我不知道您为什么认为您的进程应该能够访问 4GB。根据MSDN 上Windows 版本的内存限制,在 64 位 Windows 7 上,默认的 32 位进程获得 2GB。* 这正是它用完的地方。
So, is there a way around this?
那么,有没有办法解决这个问题?
Well, you could make a custom build of 32-bit Python that uses the IMAGE_FILE_LARGE_ADDRESS_AWARE
flag, and rebuild numpy
and all of your other extension modules. I can't promise that all of the relevant code really is safe to run with the large-address-aware flag; there's a good chance it is, but unless someone's already done it and tested it, "a good chance" is the best anyone is likely to know.
好吧,您可以创建一个使用IMAGE_FILE_LARGE_ADDRESS_AWARE
标志的 32 位 Python 的自定义构建,并重新构建numpy
和所有其他扩展模块。我不能保证所有相关代码在使用大地址感知标志时确实是安全的;很有可能是这样,但除非有人已经做过并测试过,否则“一个好机会”是任何人都可能知道的最好的机会。
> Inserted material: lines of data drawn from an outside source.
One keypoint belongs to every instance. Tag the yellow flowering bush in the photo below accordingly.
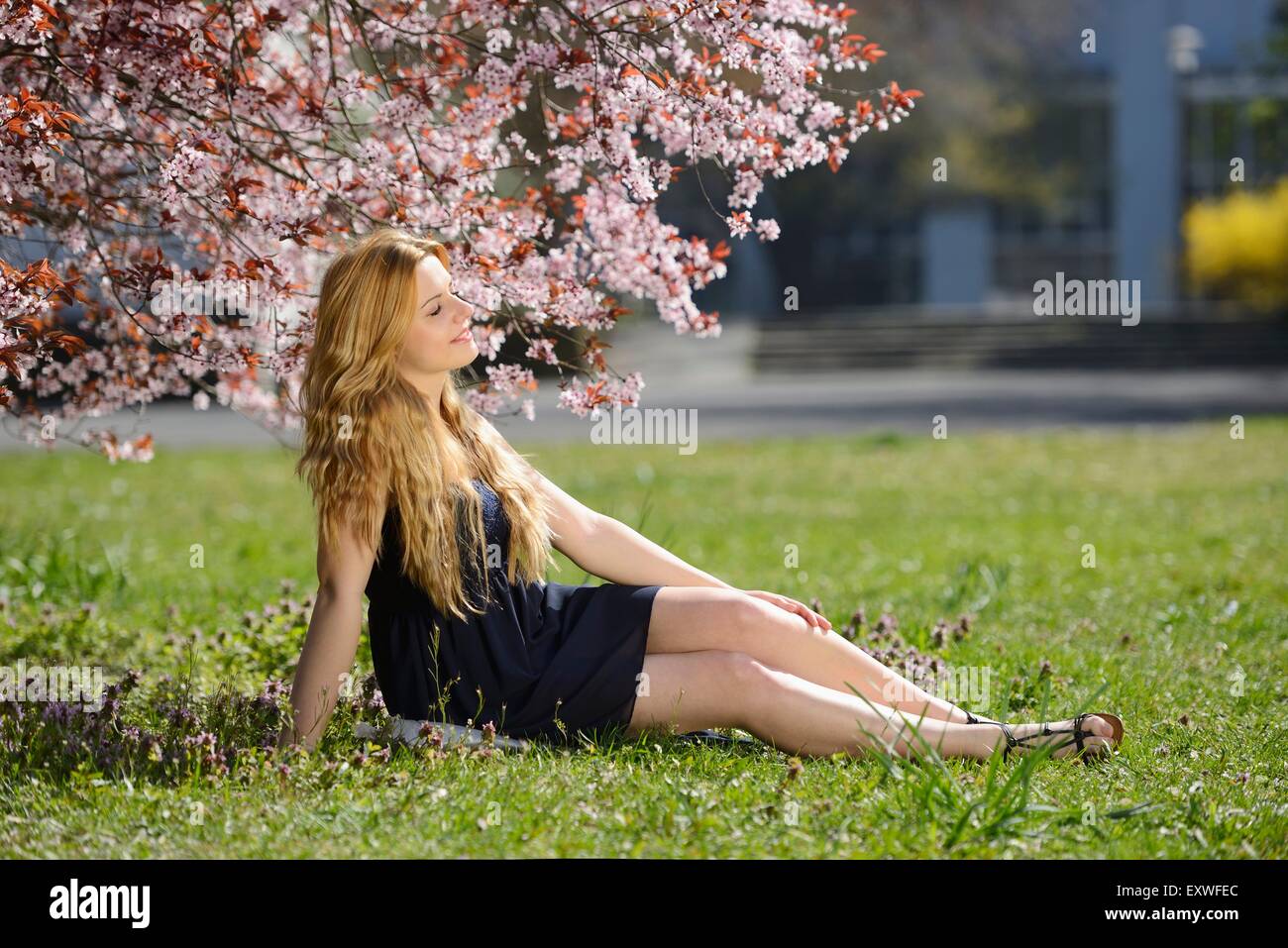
(1236, 247)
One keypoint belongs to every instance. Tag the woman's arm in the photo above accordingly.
(333, 639)
(612, 550)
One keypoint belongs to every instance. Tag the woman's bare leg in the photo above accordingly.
(691, 618)
(692, 690)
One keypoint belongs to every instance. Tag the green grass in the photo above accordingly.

Or, more obviously, just use 64-bit Python instead.
或者,更明显的是,只需使用 64 位 Python。
The amount of physical RAM is completely irrelevant. You seem to think that you have an "8GB limit" with 8GB of RAM, but that's not how it works. Your system takes all of your RAM plus whatever swap space it needsand divides it up between apps; an app may be able to get 20GB of virtual memory without getting a memory error even on an 8GB machine. And meanwhile, a 32-bit app has no way of accessing more than 4GB, and the OS will use up some of that address space (half of it by default, on Windows), so you can only get 2GB even on an 8GB machine that's not running anything else. (Not that it's possible to ever be "not running anything else" on a modern OS, but you know what I mean.)
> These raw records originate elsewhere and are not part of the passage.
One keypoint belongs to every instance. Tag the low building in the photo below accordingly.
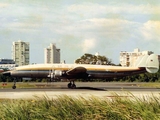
(7, 63)
(129, 58)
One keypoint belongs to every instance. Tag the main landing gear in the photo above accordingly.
(71, 85)
(14, 84)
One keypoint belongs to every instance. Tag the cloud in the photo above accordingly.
(150, 30)
(88, 44)
(95, 8)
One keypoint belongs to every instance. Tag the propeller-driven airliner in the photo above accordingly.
(146, 63)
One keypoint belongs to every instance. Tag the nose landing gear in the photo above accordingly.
(71, 85)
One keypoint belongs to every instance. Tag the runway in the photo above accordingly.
(84, 89)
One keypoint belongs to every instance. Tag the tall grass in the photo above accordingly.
(71, 108)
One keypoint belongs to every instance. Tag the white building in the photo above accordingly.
(52, 54)
(129, 58)
(20, 53)
(7, 63)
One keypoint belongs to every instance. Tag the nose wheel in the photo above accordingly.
(71, 85)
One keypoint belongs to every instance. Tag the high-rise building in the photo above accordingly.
(20, 53)
(129, 58)
(52, 54)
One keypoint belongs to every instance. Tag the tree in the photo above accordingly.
(94, 59)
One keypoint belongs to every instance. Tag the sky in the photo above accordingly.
(80, 26)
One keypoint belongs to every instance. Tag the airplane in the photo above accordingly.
(146, 63)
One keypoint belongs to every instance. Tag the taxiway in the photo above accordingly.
(84, 89)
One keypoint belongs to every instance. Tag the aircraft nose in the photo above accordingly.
(6, 73)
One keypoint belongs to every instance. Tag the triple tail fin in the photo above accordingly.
(150, 62)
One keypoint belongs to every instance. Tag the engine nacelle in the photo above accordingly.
(57, 73)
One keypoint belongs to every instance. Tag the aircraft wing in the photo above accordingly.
(77, 70)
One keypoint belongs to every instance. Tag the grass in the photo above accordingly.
(69, 108)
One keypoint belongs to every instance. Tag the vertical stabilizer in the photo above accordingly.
(150, 62)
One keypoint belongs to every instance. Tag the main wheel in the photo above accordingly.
(70, 85)
(73, 86)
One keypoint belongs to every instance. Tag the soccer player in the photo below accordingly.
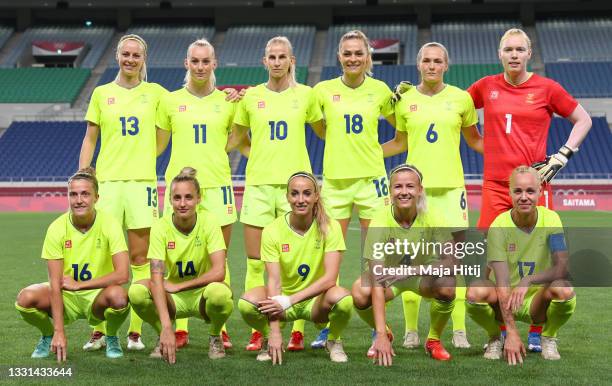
(529, 259)
(353, 167)
(518, 107)
(187, 255)
(276, 113)
(431, 118)
(407, 220)
(302, 251)
(88, 262)
(198, 117)
(122, 113)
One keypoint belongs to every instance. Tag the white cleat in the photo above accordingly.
(549, 349)
(460, 339)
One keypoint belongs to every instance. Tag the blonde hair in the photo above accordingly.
(88, 174)
(320, 215)
(401, 168)
(201, 43)
(358, 35)
(433, 44)
(143, 45)
(283, 40)
(187, 174)
(515, 31)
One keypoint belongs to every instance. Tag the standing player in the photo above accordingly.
(123, 114)
(518, 106)
(407, 220)
(198, 117)
(276, 113)
(187, 255)
(87, 262)
(529, 260)
(302, 251)
(431, 118)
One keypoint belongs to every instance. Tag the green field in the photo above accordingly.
(583, 342)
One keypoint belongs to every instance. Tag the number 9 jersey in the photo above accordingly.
(301, 257)
(126, 118)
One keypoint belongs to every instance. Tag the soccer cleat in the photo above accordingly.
(113, 348)
(135, 342)
(549, 349)
(264, 354)
(371, 354)
(296, 343)
(42, 347)
(434, 348)
(256, 341)
(411, 340)
(494, 349)
(460, 339)
(320, 340)
(336, 351)
(227, 343)
(182, 338)
(534, 343)
(96, 341)
(215, 347)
物理 RAM 的数量完全无关。您似乎认为 8GB 内存有“8GB 限制”,但这不是它的工作原理。你的系统会占用你所有的 RAM加上它需要的任何交换空间,并在应用程序之间分配它;即使在 8GB 的机器上,应用程序也可能能够获得 20GB 的虚拟内存而不会出现内存错误。同时,一个 32 位的应用程序无法访问超过 4GB 的空间,并且操作系统将使用该地址空间的一部分(默认情况下是一半,在 Windows 上),因此即使在 8GB 的机器上你也只能获得 2GB那不是在运行其他任何东西。(并不是说在现代操作系统上“不运行任何其他东西”是可能的,但你知道我的意思。)
So, why does this work on your linux box?
那么,为什么这可以在您的 linux 机器上运行?
Because your linux box is configured to give 32-bit processes 3.5GB of virtual address space, or 3.99GB, or… Well, I can't tell you the exact number, but every distro I've seen for many years has been configured for at least 3.25GB.
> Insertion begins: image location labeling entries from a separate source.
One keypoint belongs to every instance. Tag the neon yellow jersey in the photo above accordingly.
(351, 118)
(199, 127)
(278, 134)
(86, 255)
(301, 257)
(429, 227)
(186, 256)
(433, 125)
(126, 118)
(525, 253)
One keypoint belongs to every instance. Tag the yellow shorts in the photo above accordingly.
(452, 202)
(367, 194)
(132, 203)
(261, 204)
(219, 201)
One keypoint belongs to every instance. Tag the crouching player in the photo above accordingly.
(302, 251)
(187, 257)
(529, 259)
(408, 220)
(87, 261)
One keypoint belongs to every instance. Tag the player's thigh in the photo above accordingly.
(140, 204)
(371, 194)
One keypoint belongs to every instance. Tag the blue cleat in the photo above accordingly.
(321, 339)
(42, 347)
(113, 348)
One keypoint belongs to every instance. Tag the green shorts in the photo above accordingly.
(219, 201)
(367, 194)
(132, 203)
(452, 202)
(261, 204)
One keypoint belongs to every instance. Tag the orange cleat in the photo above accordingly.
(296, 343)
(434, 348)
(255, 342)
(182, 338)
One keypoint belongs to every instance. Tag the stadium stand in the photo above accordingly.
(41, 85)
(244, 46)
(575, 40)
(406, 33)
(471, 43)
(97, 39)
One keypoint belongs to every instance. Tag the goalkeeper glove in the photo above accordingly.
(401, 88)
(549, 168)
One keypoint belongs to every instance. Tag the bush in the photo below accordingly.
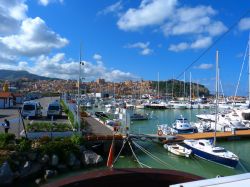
(47, 127)
(76, 139)
(61, 147)
(5, 139)
(24, 145)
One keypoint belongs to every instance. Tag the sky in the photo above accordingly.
(128, 39)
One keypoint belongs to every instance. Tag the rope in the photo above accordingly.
(124, 142)
(135, 155)
(215, 42)
(152, 156)
(238, 84)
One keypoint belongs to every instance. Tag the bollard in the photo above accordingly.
(233, 131)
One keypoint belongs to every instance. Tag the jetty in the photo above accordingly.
(208, 135)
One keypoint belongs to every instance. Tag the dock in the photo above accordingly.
(206, 135)
(95, 127)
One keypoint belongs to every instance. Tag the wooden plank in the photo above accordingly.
(207, 135)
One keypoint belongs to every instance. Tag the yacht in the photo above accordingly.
(178, 150)
(205, 149)
(182, 126)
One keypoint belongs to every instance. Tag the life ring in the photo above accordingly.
(160, 133)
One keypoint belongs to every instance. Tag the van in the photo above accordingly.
(54, 109)
(31, 109)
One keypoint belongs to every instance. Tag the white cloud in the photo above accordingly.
(178, 47)
(97, 57)
(244, 24)
(150, 12)
(11, 13)
(114, 8)
(144, 47)
(204, 66)
(34, 38)
(200, 43)
(58, 66)
(174, 19)
(46, 2)
(194, 20)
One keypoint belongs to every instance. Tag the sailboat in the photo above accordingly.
(207, 149)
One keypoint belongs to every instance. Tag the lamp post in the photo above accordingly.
(79, 83)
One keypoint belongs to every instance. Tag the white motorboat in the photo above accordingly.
(178, 150)
(182, 126)
(205, 149)
(208, 150)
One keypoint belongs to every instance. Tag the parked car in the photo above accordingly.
(31, 109)
(54, 109)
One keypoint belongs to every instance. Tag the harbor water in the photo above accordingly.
(168, 160)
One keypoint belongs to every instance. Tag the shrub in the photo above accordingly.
(76, 139)
(61, 148)
(47, 126)
(24, 145)
(5, 139)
因为你的 linux box 被配置为给 32 位进程提供 3.5GB 的虚拟地址空间,或者 3.99GB,或者......好吧,我不能告诉你确切的数字,但是我多年来看到的每个发行版都被配置了至少 3.25GB。
* Also note that you don't even really get that full 2GB for your data; your program. Most of what the OS and its drivers make accessible to your code sits in the other half, but some bits sit in your half, along with every DLL you load and any space they need, and various other things. It doesn't add up to too much, but it's not zero.
* 另请注意,您甚至没有真正获得 2GB 的完整数据;你的程序。操作系统及其驱动程序使您的代码可以访问的大部分内容位于另一半,但有些位位于您的另一半,以及您加载的每个 DLL 和它们需要的任何空间,以及其他各种内容。它加起来不会太多,但也不是零。